18~19世紀の欧米の女性の肖像画を見ると、三角形の白い布やレースを肩に掛けている人が少なからずいる。この布はfichu(フィシュー)と呼ばれる。18世紀のイギリスで生まれ、ドーバー海峡を渡ってフランスなどでも浸透し19世紀後半まで流行した。
↓ 「ベルばら 新作エピソード」では、ロザリー、幼いマリー・クリスティーヌがフィシューを着けている場面がある。
↓ 惣領先生が描くアントワネットも、初めてルイ15世に対面する場面でフィシューを着けている。

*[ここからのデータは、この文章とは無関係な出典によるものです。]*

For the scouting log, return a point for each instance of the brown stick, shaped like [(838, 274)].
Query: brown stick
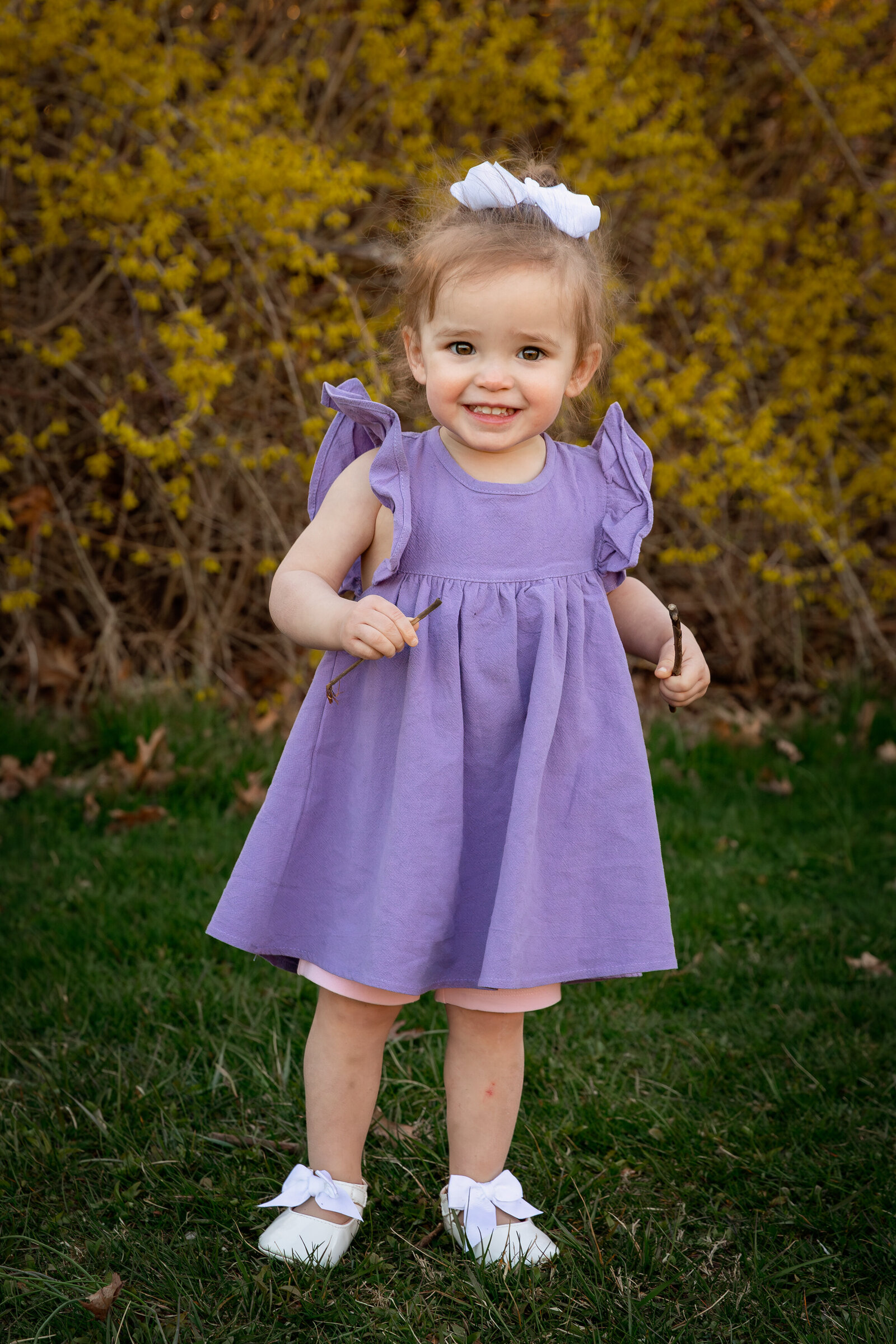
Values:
[(416, 622), (676, 635)]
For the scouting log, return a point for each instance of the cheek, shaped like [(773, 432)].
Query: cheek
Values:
[(542, 384)]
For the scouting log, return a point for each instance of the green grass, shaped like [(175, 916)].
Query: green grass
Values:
[(713, 1150)]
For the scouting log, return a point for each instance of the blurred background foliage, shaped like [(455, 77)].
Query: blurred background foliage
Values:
[(199, 216)]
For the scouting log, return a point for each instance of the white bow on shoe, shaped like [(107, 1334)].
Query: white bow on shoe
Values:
[(302, 1183), (512, 1244), (301, 1237)]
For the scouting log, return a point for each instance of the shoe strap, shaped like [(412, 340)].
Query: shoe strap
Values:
[(358, 1194)]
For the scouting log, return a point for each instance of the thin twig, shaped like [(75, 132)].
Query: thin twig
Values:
[(783, 52), (416, 620), (676, 636)]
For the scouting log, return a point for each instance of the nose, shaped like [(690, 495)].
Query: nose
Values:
[(493, 380)]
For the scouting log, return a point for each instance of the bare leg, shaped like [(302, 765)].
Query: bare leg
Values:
[(484, 1065), (343, 1067)]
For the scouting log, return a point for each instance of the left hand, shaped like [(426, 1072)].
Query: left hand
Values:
[(695, 675)]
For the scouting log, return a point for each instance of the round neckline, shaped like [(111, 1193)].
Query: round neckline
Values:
[(538, 483)]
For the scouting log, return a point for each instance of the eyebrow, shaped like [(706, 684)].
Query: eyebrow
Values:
[(523, 338)]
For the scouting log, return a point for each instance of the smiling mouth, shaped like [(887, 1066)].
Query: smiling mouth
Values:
[(492, 412)]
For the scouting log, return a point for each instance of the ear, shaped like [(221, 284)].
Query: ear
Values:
[(584, 371), (414, 354)]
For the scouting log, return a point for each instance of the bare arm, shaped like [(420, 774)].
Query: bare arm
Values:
[(645, 631), (304, 599)]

この時代、女性のドレスは胸元が大きく開いていた。慎ましさをアピールするため、開きすぎた胸元を隠そうとフィシューを使った人もいる。また寒い時期は防寒対策として役立った。(首周りを保温すると、冷えが軽減することを知っていたのだろう。)大きな四角い布を折って三角形にしてから正面で結んだり、ピンでとめたり、襟ぐりの中に折り込んだ。色はだいたい白、リネンや綿、あるいは絹を使い手の込んだ刺繍を施したものもある。平民の女性は汚れが目立たぬよう、濃い色のものを着けていたらしい。フィシューを着けることで、ドレスが汚れるのを防止することも可能。おしゃれと実用性を兼ね備えたとても融通の効く小物だったと言えそう。
↓ 18世紀のもの
↓ 18世紀、アメリカ製
↓ 1790年~1810年
↓ 1808年、アメリカ製。綿でできている。
↓ 1770年~1780年、イギリス製。
↓ 1780年、ローヴ・アングレーゼに着けたフィシュー。
↓ 細かい刺繍が見事。
↓ 美しいレース飾り
↓ 18世紀、縞模様のフィシュー。
↓ いずれも18世紀
↓ アントワネットもタンプル塔やコンシェルジュリでは、フィシューを着けていた。
フィシューでドレスにアクセントをつける。祖母から母へそして娘へと代々受け継がれてきたフィシューもあっただろう。王族や貴族だけでなく、平民の女性も身に着けていた。材料がそれほど高くなかったのだろう。手先の器用な女性は、素敵なフィシューを手作りして楽しんでいたかもしれない。どんなに政情が不安定でも、女性には「美しくありたい」想いがある…フィシューを着けた女性たちの肖像画を見てふとそんなことを感じた。
読んでくださり、どうもありがとうございます。
アレにはちゃんとオシャレな名前があったのですね! 服飾雑貨等から歴史についていろいろ学ぶのは楽しいですね。懐中時計の話もよかったです〜いつもありがとうございます!
フィシュー・・・初めて名前を知りました
単純に スカーフかなって思っていました
レースがとってもきれいで 基本「白」なんですね
襟元のおしゃれ
和服にもありますね・・かけ襟や半襟・・
祖母のたんすを整理していたら 絞りや刺繍のある半襟が出てきました
ほんのちょっとだけしか見えないところのおしゃれ・・・好きです・・・私はできないけれど
>アレにはちゃんとオシャレな名前があったのですね
多くの女性が身に着けていましたから、名前があったのでしょう。特に冬場は必需品だったのではないでしょうか?真冬に、あんなに胸の部分が開いたドレスを着ていたら、間違いなく風邪をひきそうです。
まだまだ知らないことばかりです。少しずつ調べていきたいです。
>襟元のおしゃれ
和服にもありますね・・かけ襟や半襟・・
色合わせが難しいですよね。同系色どうしだと面白くないし、かといってトンデモナイ色と合わせると品がなくなるし。センスが問われる部分なので、なかなかチャレンジできません。
>祖母のたんすを整理していたら 絞りや刺繍のある半襟が出てきました
日本人も、なかなかおしゃれに着物を着こなしていたんだなあと感じます。十二単など、世界に誇れる民族衣装だと思います。色を表現する雅な言葉もたくさんありますし。日常生活で、もっと気軽に着物が着られたらいいなあ。